Jill stared at the writing on the front of the envelope. But she wasn’t really seeing this envelope. It was another envelope she pictured. She reached out and stayed Margaret’s hand. “Wait.”
Margaret glanced at her. “What is it?”
“Let me look at that, please.”
When Margaret handed her the e
nvelope, Jill held it closer, examining the address written on the front. Jill called up an image of the envelope Kevin had given her. She remembered looking at it before she dropped it into the mailbox on the platform in Sacramento. That’s why the Hillcroft Circle street sign had looked so familiar when she and Mike were driving to the party. She had seen that street name before.
“Hillcroft Circle,” Jill said. “That’s it. The address on the envelope that Kevin asked me to mail, that day on the train. It was addressed to you. He was going to see you later that day, when you met the train at the Oakland Mole. Why would he mail a letter to you? Unless there was something in it, something important. Something he didn’t want his killer to find. What was in that envelope?”
Now Margaret looked distressed. “You told me this before, and I said I don’t remember receiving anything from him. But—” Now she frowned. “Right after Kevin died, I was so upset. People sent me condolence cards and I didn’t even open them. I still haven’t. I shoved them in a drawer in my desk.”
“We have to find that envelope.”
“Come on.” Margaret led the way upstairs to her bedroom, at one end of a long hallway. The room looked similar to Jill’s own bedroom. A small teddy bear, its brown plush fabric worn in places, sat atop the pillows plumped against the oak headboard. A bookcase near the window held an assortment of books, and several framed photographs, including one of Margaret with Kevin. On the other side of the bed was a desk with three drawers on the right side. Margaret left the letter she’d just received on the desk top. She pulled out the bottom desk drawer and carried it to the bed, dumping the contents on the bedspread. The unopened envelopes must have numbered two dozen or more. Using both hands, Margaret spread the envelopes across the bed, turning each one over so the addresses were visible.

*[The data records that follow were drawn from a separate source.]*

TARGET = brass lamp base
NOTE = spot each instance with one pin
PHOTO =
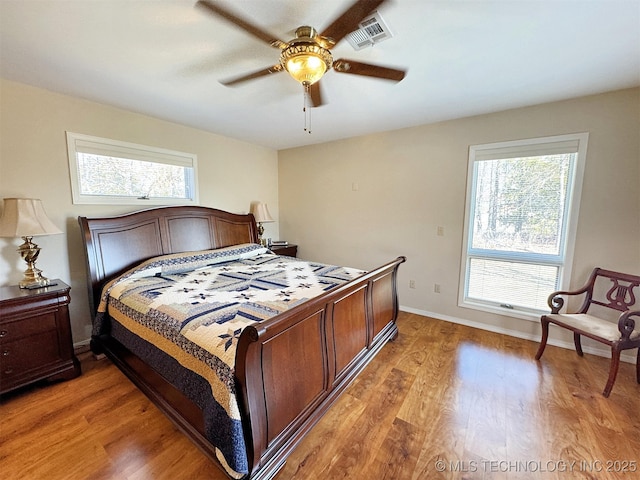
(33, 277)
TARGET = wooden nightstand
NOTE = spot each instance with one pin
(35, 336)
(288, 250)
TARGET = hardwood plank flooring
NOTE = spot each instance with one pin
(443, 401)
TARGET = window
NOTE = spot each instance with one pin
(107, 171)
(520, 222)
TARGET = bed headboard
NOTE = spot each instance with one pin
(115, 244)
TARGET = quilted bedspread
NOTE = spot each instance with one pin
(184, 313)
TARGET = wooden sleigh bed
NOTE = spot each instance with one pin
(288, 369)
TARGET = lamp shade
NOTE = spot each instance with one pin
(261, 212)
(25, 217)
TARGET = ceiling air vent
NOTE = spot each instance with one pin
(372, 30)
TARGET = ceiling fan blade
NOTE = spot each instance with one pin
(349, 20)
(250, 76)
(315, 93)
(358, 68)
(242, 23)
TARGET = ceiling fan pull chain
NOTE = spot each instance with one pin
(306, 110)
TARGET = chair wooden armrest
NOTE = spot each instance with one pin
(626, 324)
(608, 289)
(556, 300)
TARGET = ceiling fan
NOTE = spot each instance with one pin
(308, 57)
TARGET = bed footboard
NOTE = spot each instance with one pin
(290, 369)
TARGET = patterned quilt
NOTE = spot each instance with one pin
(184, 313)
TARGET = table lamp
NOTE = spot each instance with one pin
(262, 215)
(25, 217)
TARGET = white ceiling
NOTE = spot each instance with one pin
(164, 58)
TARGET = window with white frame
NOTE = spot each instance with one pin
(520, 221)
(105, 171)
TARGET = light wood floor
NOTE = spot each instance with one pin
(443, 401)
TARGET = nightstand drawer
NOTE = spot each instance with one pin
(26, 354)
(10, 331)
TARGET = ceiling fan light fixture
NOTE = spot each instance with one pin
(304, 59)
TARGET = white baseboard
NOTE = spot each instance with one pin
(602, 352)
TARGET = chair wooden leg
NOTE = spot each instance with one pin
(543, 340)
(613, 371)
(576, 341)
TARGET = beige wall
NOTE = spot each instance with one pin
(365, 200)
(33, 163)
(358, 202)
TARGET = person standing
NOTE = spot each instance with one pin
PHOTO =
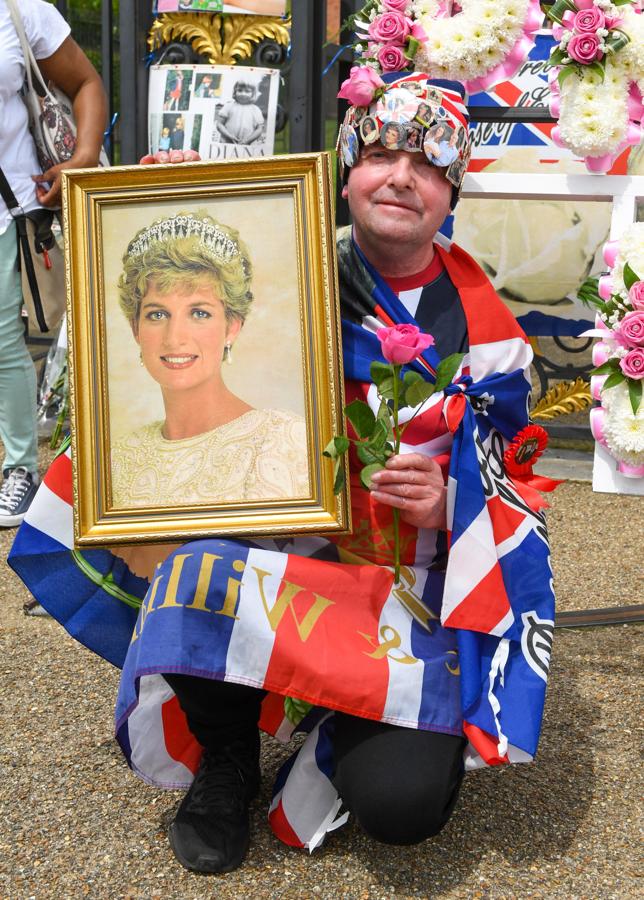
(63, 62)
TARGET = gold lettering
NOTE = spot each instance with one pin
(147, 608)
(392, 642)
(412, 602)
(285, 601)
(203, 582)
(170, 599)
(232, 593)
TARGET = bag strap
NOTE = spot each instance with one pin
(20, 219)
(31, 63)
(8, 195)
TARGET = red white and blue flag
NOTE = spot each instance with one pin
(321, 625)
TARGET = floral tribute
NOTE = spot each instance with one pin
(477, 42)
(379, 435)
(597, 79)
(618, 423)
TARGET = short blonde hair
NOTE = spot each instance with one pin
(185, 250)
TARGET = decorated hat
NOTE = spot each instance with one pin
(406, 111)
(416, 61)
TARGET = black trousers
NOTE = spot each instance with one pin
(399, 783)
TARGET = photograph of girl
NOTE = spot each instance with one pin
(185, 290)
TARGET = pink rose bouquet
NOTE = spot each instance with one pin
(361, 86)
(378, 436)
(390, 28)
(630, 331)
(632, 365)
(636, 295)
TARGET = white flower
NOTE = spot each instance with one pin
(623, 430)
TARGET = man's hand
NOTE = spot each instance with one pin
(174, 156)
(413, 483)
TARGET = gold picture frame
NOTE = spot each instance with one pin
(289, 356)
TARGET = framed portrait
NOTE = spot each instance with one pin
(205, 352)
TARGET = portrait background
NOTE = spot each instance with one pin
(267, 357)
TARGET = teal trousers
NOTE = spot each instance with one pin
(17, 374)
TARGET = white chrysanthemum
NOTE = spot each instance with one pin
(471, 44)
(623, 431)
(631, 251)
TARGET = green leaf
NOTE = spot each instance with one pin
(361, 417)
(418, 392)
(380, 372)
(606, 367)
(337, 447)
(447, 369)
(635, 394)
(630, 278)
(379, 435)
(565, 73)
(367, 472)
(613, 380)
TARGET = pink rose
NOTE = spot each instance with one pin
(396, 5)
(589, 20)
(584, 48)
(403, 343)
(632, 365)
(630, 331)
(391, 58)
(390, 28)
(361, 85)
(636, 295)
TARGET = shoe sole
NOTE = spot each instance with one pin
(194, 867)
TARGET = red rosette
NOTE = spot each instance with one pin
(524, 450)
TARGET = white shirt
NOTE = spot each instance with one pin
(46, 30)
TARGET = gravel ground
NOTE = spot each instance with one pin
(74, 822)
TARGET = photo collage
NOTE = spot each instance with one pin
(221, 112)
(424, 127)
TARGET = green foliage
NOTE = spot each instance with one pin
(630, 278)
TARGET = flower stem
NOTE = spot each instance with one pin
(396, 431)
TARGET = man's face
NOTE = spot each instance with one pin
(398, 201)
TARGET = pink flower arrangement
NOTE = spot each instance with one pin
(630, 331)
(585, 48)
(636, 295)
(361, 86)
(390, 27)
(632, 365)
(401, 344)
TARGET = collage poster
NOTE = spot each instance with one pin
(222, 112)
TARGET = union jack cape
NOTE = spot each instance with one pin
(460, 645)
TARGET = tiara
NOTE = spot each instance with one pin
(223, 247)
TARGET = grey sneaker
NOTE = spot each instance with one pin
(16, 493)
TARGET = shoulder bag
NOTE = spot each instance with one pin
(51, 118)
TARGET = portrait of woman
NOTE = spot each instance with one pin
(185, 290)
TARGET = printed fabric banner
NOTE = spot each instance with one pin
(250, 7)
(222, 112)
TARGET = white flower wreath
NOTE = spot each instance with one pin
(484, 43)
(594, 113)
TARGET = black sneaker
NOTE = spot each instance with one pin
(211, 830)
(16, 493)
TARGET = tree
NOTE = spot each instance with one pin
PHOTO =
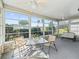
(23, 22)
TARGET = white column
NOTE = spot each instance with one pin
(52, 27)
(2, 24)
(43, 28)
(29, 17)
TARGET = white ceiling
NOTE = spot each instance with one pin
(53, 8)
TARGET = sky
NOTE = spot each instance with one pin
(13, 18)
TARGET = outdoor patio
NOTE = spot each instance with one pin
(67, 49)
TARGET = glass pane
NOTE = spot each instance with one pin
(16, 25)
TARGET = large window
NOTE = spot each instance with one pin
(48, 26)
(63, 27)
(36, 26)
(74, 27)
(15, 25)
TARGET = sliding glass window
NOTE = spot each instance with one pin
(16, 24)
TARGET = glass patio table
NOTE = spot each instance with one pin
(39, 53)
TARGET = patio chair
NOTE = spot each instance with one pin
(51, 40)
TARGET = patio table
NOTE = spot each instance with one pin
(39, 54)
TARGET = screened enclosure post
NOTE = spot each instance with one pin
(52, 27)
(29, 17)
(43, 28)
(2, 23)
(58, 28)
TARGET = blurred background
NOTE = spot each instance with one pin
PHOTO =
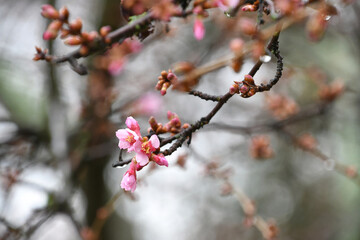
(58, 143)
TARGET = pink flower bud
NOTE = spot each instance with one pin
(234, 89)
(244, 89)
(49, 11)
(175, 122)
(249, 8)
(199, 29)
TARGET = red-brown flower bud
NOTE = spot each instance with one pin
(76, 25)
(64, 14)
(74, 40)
(49, 12)
(84, 50)
(104, 31)
(247, 26)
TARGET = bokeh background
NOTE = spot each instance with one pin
(58, 134)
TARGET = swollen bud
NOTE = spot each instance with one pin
(48, 11)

“There it is.” Jill pointed. She recognized the envelope, thicker than the others, with its California Zephyr legend and the cluster of stamps in the upper right corner. The postmark over the stamps was smudged, but enough was visible to see that the envelope had been mailed from Sacramento. And she recognized the spiky slanted letters that spelled out “Miss Margaret Vennor” and the address of the house on Hillcroft Circle.

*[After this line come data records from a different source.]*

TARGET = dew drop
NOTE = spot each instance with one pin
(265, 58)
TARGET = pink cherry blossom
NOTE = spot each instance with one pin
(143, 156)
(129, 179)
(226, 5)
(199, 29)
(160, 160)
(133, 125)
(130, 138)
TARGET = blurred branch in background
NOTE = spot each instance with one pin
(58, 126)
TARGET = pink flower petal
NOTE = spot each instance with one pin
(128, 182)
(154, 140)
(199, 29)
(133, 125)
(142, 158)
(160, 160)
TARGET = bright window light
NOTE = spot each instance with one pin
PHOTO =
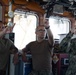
(59, 26)
(24, 29)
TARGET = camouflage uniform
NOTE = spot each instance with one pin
(68, 45)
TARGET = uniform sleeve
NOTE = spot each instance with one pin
(64, 43)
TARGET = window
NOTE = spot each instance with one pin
(24, 29)
(59, 26)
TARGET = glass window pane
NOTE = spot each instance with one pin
(24, 29)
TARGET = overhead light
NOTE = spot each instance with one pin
(45, 0)
(58, 9)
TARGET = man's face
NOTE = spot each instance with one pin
(40, 32)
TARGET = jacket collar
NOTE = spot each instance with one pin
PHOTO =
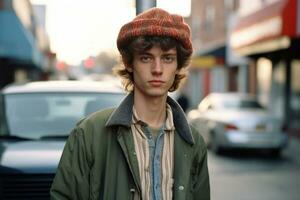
(122, 115)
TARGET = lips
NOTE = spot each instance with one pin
(156, 83)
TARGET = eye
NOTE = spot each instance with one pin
(145, 58)
(169, 59)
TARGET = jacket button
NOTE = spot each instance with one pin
(181, 187)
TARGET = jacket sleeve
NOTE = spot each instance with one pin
(201, 185)
(72, 176)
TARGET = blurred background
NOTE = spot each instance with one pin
(240, 46)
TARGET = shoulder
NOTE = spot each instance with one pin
(199, 141)
(96, 118)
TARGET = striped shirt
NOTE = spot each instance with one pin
(155, 157)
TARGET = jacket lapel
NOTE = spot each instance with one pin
(182, 154)
(125, 140)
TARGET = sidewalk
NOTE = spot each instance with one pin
(294, 133)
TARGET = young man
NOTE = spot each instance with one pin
(144, 149)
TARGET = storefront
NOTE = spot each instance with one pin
(270, 35)
(20, 57)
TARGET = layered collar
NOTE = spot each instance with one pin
(122, 116)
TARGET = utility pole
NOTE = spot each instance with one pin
(142, 5)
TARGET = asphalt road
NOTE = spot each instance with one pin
(244, 175)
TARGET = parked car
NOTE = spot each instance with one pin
(233, 120)
(35, 120)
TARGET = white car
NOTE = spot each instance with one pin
(233, 120)
(35, 121)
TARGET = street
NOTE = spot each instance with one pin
(256, 176)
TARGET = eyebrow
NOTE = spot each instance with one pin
(164, 54)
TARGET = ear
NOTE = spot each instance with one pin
(129, 69)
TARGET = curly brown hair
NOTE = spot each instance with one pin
(144, 43)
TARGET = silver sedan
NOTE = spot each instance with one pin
(232, 120)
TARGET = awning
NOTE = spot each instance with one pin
(267, 29)
(208, 59)
(16, 42)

Margaret picked up the envelope, her voice subdued. “It’s his handwriting.” She reached for the cup on the desk and pulled out a small brass letter opener. She slit open the envelope and pulled out several folded sheets of paper. She unfolded them and spread them out on the bed, shoving the other envelopes out of the way. “This is what he mailed to me. But why? I don’t understand what it is.”

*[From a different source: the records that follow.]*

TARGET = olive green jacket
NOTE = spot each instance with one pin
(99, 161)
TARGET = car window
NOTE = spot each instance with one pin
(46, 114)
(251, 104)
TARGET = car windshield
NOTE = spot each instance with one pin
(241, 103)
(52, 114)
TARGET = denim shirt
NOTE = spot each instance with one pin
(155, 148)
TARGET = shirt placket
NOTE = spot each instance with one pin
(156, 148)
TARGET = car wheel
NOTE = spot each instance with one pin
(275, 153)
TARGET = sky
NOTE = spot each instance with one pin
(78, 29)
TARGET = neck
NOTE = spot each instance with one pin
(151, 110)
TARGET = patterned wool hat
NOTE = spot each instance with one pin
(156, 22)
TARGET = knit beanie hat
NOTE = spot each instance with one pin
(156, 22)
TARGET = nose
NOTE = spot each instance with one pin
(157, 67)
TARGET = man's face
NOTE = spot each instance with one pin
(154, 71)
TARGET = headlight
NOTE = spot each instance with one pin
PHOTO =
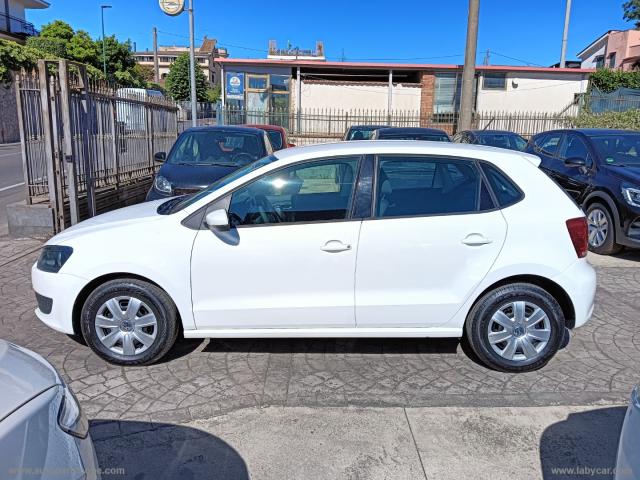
(53, 257)
(162, 184)
(71, 417)
(631, 195)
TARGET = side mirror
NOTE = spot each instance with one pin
(575, 162)
(218, 220)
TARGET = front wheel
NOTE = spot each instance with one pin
(129, 322)
(516, 328)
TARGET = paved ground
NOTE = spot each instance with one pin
(11, 181)
(312, 408)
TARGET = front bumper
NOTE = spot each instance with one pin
(62, 289)
(579, 281)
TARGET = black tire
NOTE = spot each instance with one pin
(155, 298)
(609, 247)
(477, 326)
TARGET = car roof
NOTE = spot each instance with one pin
(410, 130)
(224, 128)
(415, 147)
(276, 128)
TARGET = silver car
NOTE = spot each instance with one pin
(628, 465)
(43, 432)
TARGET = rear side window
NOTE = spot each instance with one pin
(417, 186)
(505, 191)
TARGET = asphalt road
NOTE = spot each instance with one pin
(11, 181)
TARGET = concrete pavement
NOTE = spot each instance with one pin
(447, 443)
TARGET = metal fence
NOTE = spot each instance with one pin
(85, 148)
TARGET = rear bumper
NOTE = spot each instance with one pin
(579, 281)
(62, 289)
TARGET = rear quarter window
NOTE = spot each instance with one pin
(504, 189)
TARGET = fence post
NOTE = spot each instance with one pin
(47, 127)
(26, 171)
(67, 135)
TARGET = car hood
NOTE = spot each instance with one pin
(628, 174)
(143, 212)
(23, 376)
(194, 176)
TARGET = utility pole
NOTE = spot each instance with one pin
(565, 35)
(156, 66)
(469, 70)
(104, 42)
(192, 58)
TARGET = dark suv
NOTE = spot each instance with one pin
(600, 169)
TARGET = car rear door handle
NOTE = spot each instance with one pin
(476, 240)
(335, 246)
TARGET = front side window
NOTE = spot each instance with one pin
(217, 147)
(494, 81)
(310, 192)
(415, 186)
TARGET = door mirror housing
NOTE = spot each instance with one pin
(218, 220)
(575, 162)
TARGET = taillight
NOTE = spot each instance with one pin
(579, 233)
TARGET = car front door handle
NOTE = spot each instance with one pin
(476, 240)
(335, 246)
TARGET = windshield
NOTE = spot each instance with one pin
(623, 149)
(217, 147)
(510, 141)
(176, 204)
(275, 137)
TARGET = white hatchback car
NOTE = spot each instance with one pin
(354, 239)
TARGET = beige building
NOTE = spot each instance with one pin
(205, 56)
(13, 24)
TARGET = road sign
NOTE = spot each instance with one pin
(172, 7)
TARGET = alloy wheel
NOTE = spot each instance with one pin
(598, 228)
(126, 325)
(519, 331)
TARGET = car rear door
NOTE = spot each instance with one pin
(434, 235)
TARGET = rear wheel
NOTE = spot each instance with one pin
(516, 328)
(129, 322)
(602, 237)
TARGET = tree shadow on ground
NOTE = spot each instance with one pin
(129, 450)
(585, 441)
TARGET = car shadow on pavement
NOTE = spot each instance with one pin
(584, 445)
(130, 450)
(336, 345)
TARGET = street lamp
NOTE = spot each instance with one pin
(104, 43)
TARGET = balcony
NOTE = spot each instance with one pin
(16, 27)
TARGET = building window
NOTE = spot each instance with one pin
(446, 98)
(494, 81)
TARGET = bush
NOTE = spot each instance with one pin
(629, 120)
(53, 46)
(607, 80)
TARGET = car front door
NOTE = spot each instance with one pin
(288, 260)
(574, 179)
(433, 238)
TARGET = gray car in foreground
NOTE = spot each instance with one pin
(628, 465)
(43, 432)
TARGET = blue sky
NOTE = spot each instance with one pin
(414, 31)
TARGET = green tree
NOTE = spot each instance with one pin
(82, 48)
(57, 29)
(178, 83)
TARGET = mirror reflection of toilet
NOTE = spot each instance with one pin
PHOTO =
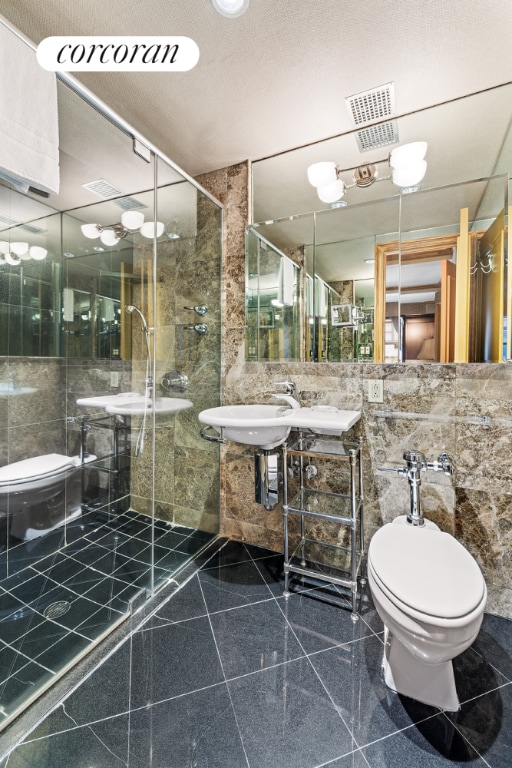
(40, 494)
(431, 595)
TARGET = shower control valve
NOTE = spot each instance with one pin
(201, 328)
(199, 309)
(444, 463)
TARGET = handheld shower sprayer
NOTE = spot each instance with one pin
(130, 308)
(139, 447)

Jill looked at the sheets, some of them pale green, with lines covered with figures and ragged edges indicating they had been torn from a book. The other sheets were yellow and lined, legal-sized, also covered with figures, and notes in Randall’s handwriting.
“I know why, at least I do now,” Jill said. “He mailed these pages to get them away from someone who wanted them. These must be from the ledger and pad he was working on. We know he was up in Portola to look at the books of a company that your uncle’s corporation had acquired, probably one of those companies on the list that Tidsy compiled. Kevin had one of those mechanical calculators with him in the roomette. My guess is that he was checking figures from the ledger. He found something that wasn’t right, something that would be revealed by these papers. When he argued with the man on the train, he realized that he needed to hide them. So he put these in an envelope and asked me to mail them to you, thinking he would retrieve them later. When I found the body, the ledger and the legal pad weren’t in the briefcase. Whoever killed him must have taken both. But they didn’t know he’d torn sheets out of the ledger and the pad. Now we have them.”
“We do. But what do they mean?” Margaret fingered the papers, looking at the figures written in small, neat lines. “It’s like number soup. I don’t understand any of this.”
“I don’t either,” Jill said. “And I don’t see anything that identifies the company. But I’ll bet Tidsy can figure it out. Let’s give these papers to her.”
“Agreed.” Margaret folded the sheets of paper and stuck them back in the envelope. Then she put the envelope in her dress pocket.
They went downstairs, looking for Tidsy. She was out on the patio, helping herself to food from the buffet, piling Swedish meatballs on her plate. “Did you taste these meatballs? They’re delicious. I may have to take some home with me.”
“We need to talk with you,” Jill said.
Tidsy looked from Jill to Margaret, replaced the serving spoon in the chafing dish, and picked up her drink before stepping away from the table. She gestured with the hand that held the scotch. “What we need is a secluded corner, not that we’re particularly secluded at this shindig. That corner, by that rose bush.” They stepped off the patio, following Tidsy across the yard to the rose bush, which was covered with lush, dark red blooms that perfumed the air with their fragrance. The small table that had been set up nearby was vacant. Tidsy took a swallow of her drink and set it on the table, then plunged a fork into one of the meatballs. “What gives?”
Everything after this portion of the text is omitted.